Hola, wat was dat nu? In deze bange tijden keek ik voorzichtig door het gluurglaasje in de deur van mijn vrijgezellenflat aan de rand van de Randstad. Ik zag een dikke man met een tulband en een ringbaard en een geit.
‘Euhhh... niemand hier!’ probeerde ik uitermate koelbloedig te blijven, terwijl ik wankelde op het slappe koord dat mijn ethische en etnische integriteit heette.
‘Hoezo, niemand hier? Is dat een bezwaar? Schiet op, Daan! Open die deur,’ klonk het kort aangebonden vanachter de kettingsloten. Ik haalde opgelucht adem. Die stem herkende ik. De man met de tulband en de ringbaard en de geit was helemaal geen Korancolporteur. Het was... het was... mijn eigen eeuwige hoofdredacteur, mijn beminnelijke vriend en gelouterde collega Walter Decheiver, wiens inspirerende greep op de werkelijkheid ik juist de afgelopen weken zo node had gemist.
‘Walter, jij hier?’ sprak ik, terwijl ik de deur uitnodigend openzwaaide. ‘Waaraan verdien ik deze eer...?’
‘Daan,’ fluisterde hij gejaagd, ‘noem mij Achmed vanaf nu.’
Ik keek hem onderzoekend aan.
‘Ik zal aan jou hoop ik alles kunnen toevertrouwen,’ vervolgde Walter... euuhhh... Achmed Decheiver, ‘zoals ik dat nog aan niemand gekund heb, en ik hoop dat je een grote steun voor me zult zijn.’ Even was het stil.

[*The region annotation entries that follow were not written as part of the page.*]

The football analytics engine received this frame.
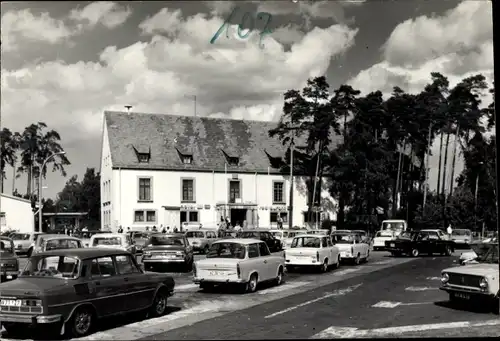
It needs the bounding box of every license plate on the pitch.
[210,271,225,276]
[0,300,21,307]
[455,292,470,300]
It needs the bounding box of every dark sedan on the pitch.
[0,248,175,337]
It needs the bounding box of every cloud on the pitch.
[1,9,74,52]
[348,1,493,188]
[69,1,132,29]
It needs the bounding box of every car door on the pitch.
[114,255,155,311]
[259,243,277,281]
[89,257,126,316]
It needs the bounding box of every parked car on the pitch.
[89,233,136,255]
[0,248,175,337]
[193,238,285,293]
[440,244,500,314]
[451,229,472,248]
[128,231,152,253]
[281,229,308,250]
[142,233,194,271]
[238,229,282,252]
[0,236,19,282]
[10,232,45,257]
[186,229,218,254]
[285,234,341,272]
[385,229,454,257]
[331,231,370,265]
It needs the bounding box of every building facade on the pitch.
[0,194,35,233]
[101,112,333,231]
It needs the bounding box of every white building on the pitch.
[0,194,35,233]
[101,112,333,230]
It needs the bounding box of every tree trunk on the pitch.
[436,132,443,198]
[448,126,460,200]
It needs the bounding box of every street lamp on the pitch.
[38,152,66,232]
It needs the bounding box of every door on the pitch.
[259,243,277,281]
[115,255,151,311]
[89,257,125,316]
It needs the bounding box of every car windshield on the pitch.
[186,231,205,238]
[332,233,354,244]
[149,236,184,246]
[0,239,14,254]
[10,233,30,240]
[207,243,246,259]
[291,237,321,248]
[476,244,498,264]
[451,230,470,236]
[21,256,80,278]
[92,237,122,246]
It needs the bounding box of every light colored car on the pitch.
[193,238,285,292]
[285,234,340,272]
[10,232,45,257]
[331,231,370,265]
[186,229,219,253]
[89,233,136,254]
[440,245,500,314]
[281,229,308,250]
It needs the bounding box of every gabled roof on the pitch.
[104,111,342,173]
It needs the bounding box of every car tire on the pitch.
[245,273,259,294]
[69,307,96,337]
[150,289,168,317]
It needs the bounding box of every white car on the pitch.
[331,231,370,265]
[285,234,340,272]
[193,239,285,292]
[89,233,136,254]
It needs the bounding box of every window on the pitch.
[134,211,144,223]
[259,243,271,257]
[146,211,156,223]
[269,212,288,223]
[139,178,152,201]
[229,180,241,204]
[273,181,285,204]
[248,244,259,258]
[115,256,139,275]
[182,179,195,202]
[138,153,149,163]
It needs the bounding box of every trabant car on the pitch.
[193,238,285,293]
[440,245,500,314]
[10,232,45,257]
[281,230,308,250]
[0,248,175,337]
[331,231,370,265]
[0,236,19,282]
[186,229,218,253]
[142,233,194,271]
[89,233,136,255]
[385,229,455,257]
[238,229,282,252]
[285,234,340,272]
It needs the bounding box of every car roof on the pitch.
[212,238,264,245]
[36,247,130,260]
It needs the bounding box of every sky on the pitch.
[1,0,493,198]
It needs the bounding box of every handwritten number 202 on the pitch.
[210,7,272,48]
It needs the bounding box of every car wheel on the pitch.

‘Het is oorlog, Daan,’ vervolgde Decheiver, terwijl hij en passant zijn tulband afnam en zijn ringbaard verwijderde en de geit buitensloot. ‘Wij voorvechters van het vrije woord moeten gespaard worden, dat is van eminent belang. Voor straks, Daan, voor tijdens de Wederopbouw. Daarom komen we naar oud-Hollandse traditie onderduiken. En wel op de veiligste plek in de Randstad, zo hebben de Raad van Hoeders alsmede het Hoogheemraadschap der Hoofdredacteuren tijdens het crisisberaad besloten.’
‘Maar Achmed, overdrijf je niet een beetje,’ sputterde ik tegen, terwijl ik beschermend voor de drankkast ging staan.

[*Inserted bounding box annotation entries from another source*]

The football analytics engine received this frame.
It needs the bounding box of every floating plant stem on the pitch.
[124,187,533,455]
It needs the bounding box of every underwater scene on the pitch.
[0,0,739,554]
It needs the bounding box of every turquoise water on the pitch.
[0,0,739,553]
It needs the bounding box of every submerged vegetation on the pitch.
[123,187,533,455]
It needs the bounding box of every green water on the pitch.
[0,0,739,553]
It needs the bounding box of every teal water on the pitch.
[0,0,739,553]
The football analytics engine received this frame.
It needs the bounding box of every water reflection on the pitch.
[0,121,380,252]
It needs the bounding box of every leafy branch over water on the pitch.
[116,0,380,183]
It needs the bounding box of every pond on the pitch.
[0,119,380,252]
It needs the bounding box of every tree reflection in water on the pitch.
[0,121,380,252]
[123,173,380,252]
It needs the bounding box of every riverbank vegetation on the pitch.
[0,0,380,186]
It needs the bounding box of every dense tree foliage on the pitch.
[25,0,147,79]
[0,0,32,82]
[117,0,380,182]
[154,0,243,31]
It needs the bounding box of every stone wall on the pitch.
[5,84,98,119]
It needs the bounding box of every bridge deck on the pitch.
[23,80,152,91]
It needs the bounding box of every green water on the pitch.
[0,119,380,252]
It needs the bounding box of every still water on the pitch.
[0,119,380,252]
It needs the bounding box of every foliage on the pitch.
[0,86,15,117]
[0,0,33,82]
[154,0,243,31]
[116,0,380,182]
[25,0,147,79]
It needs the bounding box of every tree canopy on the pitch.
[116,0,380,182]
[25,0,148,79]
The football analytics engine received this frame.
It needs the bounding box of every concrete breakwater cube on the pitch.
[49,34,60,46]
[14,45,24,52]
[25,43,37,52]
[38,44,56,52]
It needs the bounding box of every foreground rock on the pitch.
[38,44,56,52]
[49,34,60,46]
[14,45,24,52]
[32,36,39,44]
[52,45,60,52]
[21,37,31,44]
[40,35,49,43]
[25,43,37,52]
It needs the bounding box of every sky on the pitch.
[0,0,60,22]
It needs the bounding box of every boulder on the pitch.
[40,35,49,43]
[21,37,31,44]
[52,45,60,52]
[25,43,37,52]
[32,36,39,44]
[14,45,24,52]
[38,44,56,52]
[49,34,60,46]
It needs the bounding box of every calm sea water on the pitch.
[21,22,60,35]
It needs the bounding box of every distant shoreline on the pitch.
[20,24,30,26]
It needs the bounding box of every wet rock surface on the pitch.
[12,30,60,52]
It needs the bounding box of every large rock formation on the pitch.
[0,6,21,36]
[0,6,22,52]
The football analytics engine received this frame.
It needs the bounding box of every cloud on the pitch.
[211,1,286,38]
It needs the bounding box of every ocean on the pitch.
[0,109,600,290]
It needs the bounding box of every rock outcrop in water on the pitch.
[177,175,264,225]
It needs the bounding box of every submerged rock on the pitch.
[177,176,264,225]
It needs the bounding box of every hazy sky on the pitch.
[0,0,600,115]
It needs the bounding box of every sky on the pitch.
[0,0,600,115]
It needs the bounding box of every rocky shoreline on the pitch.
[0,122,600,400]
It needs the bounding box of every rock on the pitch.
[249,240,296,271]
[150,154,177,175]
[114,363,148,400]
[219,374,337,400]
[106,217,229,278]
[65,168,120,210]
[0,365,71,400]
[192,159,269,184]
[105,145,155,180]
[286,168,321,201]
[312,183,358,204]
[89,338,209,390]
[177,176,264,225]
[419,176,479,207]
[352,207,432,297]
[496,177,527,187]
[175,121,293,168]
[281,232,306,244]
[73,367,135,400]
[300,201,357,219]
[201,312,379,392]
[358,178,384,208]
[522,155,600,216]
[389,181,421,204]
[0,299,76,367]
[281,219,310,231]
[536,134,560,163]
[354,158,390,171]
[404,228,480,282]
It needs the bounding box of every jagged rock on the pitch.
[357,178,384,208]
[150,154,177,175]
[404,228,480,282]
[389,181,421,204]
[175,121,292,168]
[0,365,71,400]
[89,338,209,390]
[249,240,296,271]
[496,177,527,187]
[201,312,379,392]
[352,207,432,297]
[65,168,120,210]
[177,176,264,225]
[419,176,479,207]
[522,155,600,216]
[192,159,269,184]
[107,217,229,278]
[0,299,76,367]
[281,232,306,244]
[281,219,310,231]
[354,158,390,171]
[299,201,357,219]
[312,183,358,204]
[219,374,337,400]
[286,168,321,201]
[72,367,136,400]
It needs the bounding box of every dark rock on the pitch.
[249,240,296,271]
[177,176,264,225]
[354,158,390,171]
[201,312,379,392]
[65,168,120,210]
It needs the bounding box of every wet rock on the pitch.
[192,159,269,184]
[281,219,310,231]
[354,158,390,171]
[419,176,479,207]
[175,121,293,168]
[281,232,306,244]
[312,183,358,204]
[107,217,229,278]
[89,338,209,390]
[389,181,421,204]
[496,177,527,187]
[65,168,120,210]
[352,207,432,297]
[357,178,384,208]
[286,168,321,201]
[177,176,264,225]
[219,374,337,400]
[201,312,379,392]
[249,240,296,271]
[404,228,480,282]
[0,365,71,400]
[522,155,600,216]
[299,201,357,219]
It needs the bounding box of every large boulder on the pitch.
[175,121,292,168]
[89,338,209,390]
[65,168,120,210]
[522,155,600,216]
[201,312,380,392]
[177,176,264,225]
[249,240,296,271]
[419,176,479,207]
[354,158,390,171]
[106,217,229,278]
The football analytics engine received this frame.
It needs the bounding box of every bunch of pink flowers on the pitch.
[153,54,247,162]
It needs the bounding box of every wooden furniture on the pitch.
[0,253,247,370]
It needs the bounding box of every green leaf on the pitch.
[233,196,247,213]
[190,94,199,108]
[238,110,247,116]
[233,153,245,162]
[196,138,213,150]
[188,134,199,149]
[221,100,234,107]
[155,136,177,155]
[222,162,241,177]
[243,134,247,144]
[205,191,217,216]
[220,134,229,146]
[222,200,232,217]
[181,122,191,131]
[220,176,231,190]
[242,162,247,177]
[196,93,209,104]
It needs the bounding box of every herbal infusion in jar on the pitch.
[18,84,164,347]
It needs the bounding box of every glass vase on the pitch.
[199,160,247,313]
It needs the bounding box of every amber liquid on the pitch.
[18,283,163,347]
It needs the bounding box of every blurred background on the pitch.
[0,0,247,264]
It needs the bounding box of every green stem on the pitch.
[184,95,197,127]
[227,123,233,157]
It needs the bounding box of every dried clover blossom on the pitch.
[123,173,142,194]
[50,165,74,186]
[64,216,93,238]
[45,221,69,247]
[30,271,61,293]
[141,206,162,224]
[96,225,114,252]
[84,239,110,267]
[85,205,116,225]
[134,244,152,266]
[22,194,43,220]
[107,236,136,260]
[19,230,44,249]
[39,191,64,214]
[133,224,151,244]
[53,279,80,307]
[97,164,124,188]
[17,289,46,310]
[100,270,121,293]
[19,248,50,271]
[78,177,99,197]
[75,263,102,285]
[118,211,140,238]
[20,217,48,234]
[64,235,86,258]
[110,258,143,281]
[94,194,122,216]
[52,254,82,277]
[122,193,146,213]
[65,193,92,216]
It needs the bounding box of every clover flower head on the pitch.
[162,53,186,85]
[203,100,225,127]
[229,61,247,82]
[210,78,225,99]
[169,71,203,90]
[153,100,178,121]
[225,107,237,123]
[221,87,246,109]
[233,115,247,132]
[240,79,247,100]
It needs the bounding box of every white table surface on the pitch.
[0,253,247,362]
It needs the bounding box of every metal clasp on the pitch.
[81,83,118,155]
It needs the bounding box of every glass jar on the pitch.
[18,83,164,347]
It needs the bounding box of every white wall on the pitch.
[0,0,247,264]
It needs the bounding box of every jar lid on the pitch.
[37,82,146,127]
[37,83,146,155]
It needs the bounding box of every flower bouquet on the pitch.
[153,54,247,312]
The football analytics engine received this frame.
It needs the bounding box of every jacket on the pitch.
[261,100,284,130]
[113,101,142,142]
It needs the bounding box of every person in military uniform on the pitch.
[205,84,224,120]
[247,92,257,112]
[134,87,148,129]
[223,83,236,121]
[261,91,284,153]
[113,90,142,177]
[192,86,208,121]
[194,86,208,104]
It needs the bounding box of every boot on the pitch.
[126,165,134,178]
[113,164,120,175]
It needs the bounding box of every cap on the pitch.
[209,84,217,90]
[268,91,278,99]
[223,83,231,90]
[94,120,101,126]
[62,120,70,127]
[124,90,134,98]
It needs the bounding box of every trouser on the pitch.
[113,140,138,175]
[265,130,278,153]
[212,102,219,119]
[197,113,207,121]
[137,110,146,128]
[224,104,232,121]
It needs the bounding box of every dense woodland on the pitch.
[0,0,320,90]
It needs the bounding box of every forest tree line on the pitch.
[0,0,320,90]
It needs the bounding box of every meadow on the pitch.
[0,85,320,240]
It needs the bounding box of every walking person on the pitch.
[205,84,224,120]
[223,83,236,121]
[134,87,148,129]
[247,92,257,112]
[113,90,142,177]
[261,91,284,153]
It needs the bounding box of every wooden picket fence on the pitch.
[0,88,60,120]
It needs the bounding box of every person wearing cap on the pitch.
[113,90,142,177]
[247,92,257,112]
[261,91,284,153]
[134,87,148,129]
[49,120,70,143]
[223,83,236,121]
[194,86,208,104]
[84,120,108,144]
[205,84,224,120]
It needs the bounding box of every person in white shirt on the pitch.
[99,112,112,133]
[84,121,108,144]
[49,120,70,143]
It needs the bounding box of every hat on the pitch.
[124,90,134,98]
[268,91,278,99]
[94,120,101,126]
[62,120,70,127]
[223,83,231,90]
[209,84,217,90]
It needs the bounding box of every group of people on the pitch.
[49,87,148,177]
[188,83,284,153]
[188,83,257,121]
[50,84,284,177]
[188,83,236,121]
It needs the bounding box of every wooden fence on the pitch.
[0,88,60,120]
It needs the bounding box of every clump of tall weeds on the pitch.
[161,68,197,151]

‘Daan, weet je, voor ons fabrikanten van het vrije woord en handelaren in opinies van diverse pluimage is het altijd vijf-voor-twaalf. À propos, doe mij maar rood. En geef hun ook wat.’
Grote Goden, Donnerwetter, net op het moment dat ik mij omdraaide, zwaaide de deur met prozaïsch gemak open. Een vloedgolf aan helden van het vrije woord spoelde naar binnen, velen gehuld in kogelvrije vesten. Ik herkende al mijn vrienden uit de columnistencorner van nachtproeverij Le Clochard, en ook de voltallige Raad van Hoeders zoals benoemd door het Hoogheemraadschap der Hoofdredacteuren, alsmede de reeds vermeld Hoogheemraadschap zelve.
‘Vrinden, vrinden,’ probeerde ik de situatie te redderen. ‘Het wordt nu wel erg druk in mijn flatje.’
‘Mooi gesproken, Daan. Dapper ook,’ klonk het even unisono als welgemeend. Vol is vol! was het laatste dat ik hoorde, voordat de deur achter mij in het slot viel. Hier stond ik dan. Ik kon niet anders. Het was oorlog, zoveel begreep ik nu wel.
Glazig keek ik de geit op de gang in de ogen. Terwijl we gezamenlijk naar buiten liepen, leek het wel alsof hij mompelde: ‘Ja, voor de aarde zelf is de zaak eenvoudig genoeg. Die draait maar om z'n as en vervolgt z'n baan om de zon en heeft er geen weet van. Maar de mensen erop tobben met moeite en zorg en veel verdriet door de rijstebrijberg van opinies en religies en misverstanden dienaangaande, alsof 't zonder die moeite, die zorg en dat verdriet geen oudjaar zal worden.’
Ik keek de geit niet-begrijpend aan, maar ergens voelde ik dat hij gelijk had.